Phenomena Of The Month.

October, 1848, will long be remembered in this settlement. Earthquakes are not like the storms of page 178 winter, annual visitations, and hence beyond some very slight vibrations, we have felt no return of these awful phenomena. We have had, however, some severe storms of wind and rain, followed in some localities by very high floods. In the Hutt, these floods threaten to be more destructive than all the earthquakes they have experienced. Many of the houses were filled a foot deep with water. One or two more such floods, it is said, would sweep away the new bridge, endanger the Wesleyan Chapel, and render Mr. Swainson's house uninhabitable. These evils, we are informed, have been either caused, or greatly aggravated, by the settlers filling up the natural water-courses with fallen trees and brushwood. It is not our province to discuss the clearing of land, or the principles of drainage; but our religion inculcates such principles as “Not slothful in business.” “Be thou careful to know the state, &c.” “Wisdom is profitable to direct.” “He will guide his affairs with discretion.” And looking at the fearful devastation which the river has produced, if the causes assigned are the true ones, it occurred to us, that both the settlers and the authorities might ponder with advantage the reflections of the Hebrew sage, (Pro. xxiv. 30—34.) as he went by the field of the slothful, and the vineyard of the man void of understanding.

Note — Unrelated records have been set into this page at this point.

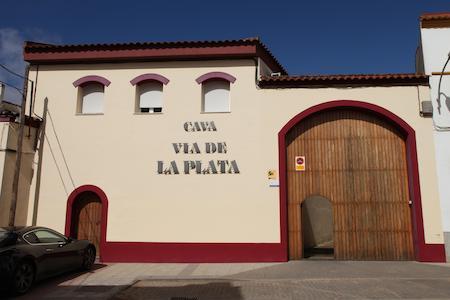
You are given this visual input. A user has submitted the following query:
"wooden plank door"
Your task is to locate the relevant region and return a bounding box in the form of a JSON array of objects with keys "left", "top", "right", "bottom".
[
  {"left": 73, "top": 192, "right": 102, "bottom": 256},
  {"left": 286, "top": 109, "right": 414, "bottom": 260}
]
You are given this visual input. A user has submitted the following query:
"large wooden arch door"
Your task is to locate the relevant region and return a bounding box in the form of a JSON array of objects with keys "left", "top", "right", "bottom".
[
  {"left": 70, "top": 192, "right": 102, "bottom": 256},
  {"left": 286, "top": 108, "right": 414, "bottom": 260}
]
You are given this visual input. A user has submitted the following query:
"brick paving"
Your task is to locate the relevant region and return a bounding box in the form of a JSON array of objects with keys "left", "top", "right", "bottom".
[{"left": 5, "top": 261, "right": 450, "bottom": 300}]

For three long months the Tararua range of mountains has been constantly covered with a mantle white as wool; but now Spring, breathing soft gales from the warm sunny north, has dissolved the snows, and the mountains are lifting their green heads to the sky. Life, vegetable and animal, is strong in forests, fields, and gardens. The husbandman is committing precious seeds of every kind to the bosom of the earth, in the confident hope, with God's blessing, of a plentiful return, when the winds of autumn shall breathe over the fields; and he will hardly be disappointed.

Young readers! remember, this is the spring time of your existence, the most important period of your page 179 life; if you lose it in idleness, or spend it sowing the seeds of sin and folly, no future diligence will fully compensate your losses. Of all other seasons of life,—

“This is the season fair of living well,
The path of glory, or the path of hell.”